Here I am in the desert knowing nothing,
here I am knowing nothing
in the desert of knowing nothing,
here I am in this wide
desert long after midnight.

Here I am knowing nothing
hearing the noise of the rain
and the melt of the fat in the pan

here is our man on the phone knowing something
and here’s our man fresh from the briefing
in combat jeans and a clip microphone
testing for sound,
catching the desert rain, knowing something,

here’s the general who’s good with his men,
storming the camera, knowing something
in the pit of his Americanness,
here’s the general taut in his battledress
and knowing something

Here’s the boy washing his kit in a tarpaulin
on a front-line he knows from his GCSE
coursework on Wilfred Owen
and knowing something

here is the plane banking,
the go go go of adrenalin
the child melting
and here’s the grass that grows overnight
feeling for him, and knowing everything

and here I am knowing nothing
in the desert of knowing nothing
dry from not speaking.

 

Helen Dunmore from One Hundred Years of Poetry for Children (eds. Michael Harrison and Stuart Christopher-Clark), OUP, 1999

I heard this poem before I ever read it, on one of those tapes the Poetry Society education department used to to produce to encourage children and teachers to listen to poetry. This was in the days before the Poetry Archive and Michael Rosen in your classroom at the touch of a button.
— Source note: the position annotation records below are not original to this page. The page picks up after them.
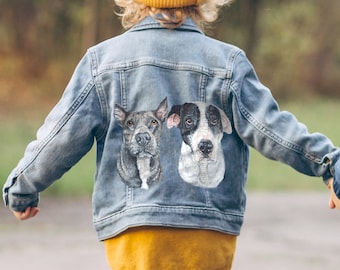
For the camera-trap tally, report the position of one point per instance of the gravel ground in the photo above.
(281, 231)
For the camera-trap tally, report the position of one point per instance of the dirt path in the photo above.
(281, 231)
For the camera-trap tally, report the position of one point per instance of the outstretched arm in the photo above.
(334, 201)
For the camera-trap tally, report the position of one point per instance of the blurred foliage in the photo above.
(292, 44)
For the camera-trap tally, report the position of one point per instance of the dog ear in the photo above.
(225, 123)
(162, 109)
(119, 113)
(174, 116)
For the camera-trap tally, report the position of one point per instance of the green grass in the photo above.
(264, 174)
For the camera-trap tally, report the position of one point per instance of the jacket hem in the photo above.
(169, 216)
As I remember the tape included one of Michael’s riffs about car journeys with his brother, and Jackie Kay’s ‘Sassenachs’, One Of My All-Time Favourite Poems. Then this.

No introduction, no context, the voice on the tape went straight in.

Perhaps that was the point. The context, the point, was everywhere. We had had Iraq#1 and were about to have #2. We knew about ‘Stormin’ Norman Schwarzkopf. We had witnessed children melting on the news. Nothing needed to be said.

And yet the poem isn’t journalism. It isn’t reportage. It takes you into the interior ‘desert of knowing nothing’, hundreds of miles from suffering, in a room where ‘fat in the pan’ is the closest to heat and to danger the speaker comes. Even with ‘the noise of the rain’ there is dryness, transmuted into a kind of spiritual ache for truth which 24-hour news coverage cannot sate.

The poem is bigger than its occasion, of course. In the years since I first heard it I have come to see it as a prophetic cry railing at the culture of ‘clip microphones’ and ‘combat jeans’, the glorification of war ‘briefings’ which are ‘taut’ with the self-importance of ‘knowing’ more than the viewer at home. Never has male hegemony been more finely skewered.

The rage it communicates can be applied to the march of neoliberal thought in more than military operations, however. Picture a reporter standing outside a hospital, or a school, where some alleged ‘scandal’ has just taken place. Then picture those on the other side of the fence, now part of the discourse of derision taking place on their doorstep, their mouths complicit and ‘dry’, whether they speak up or not.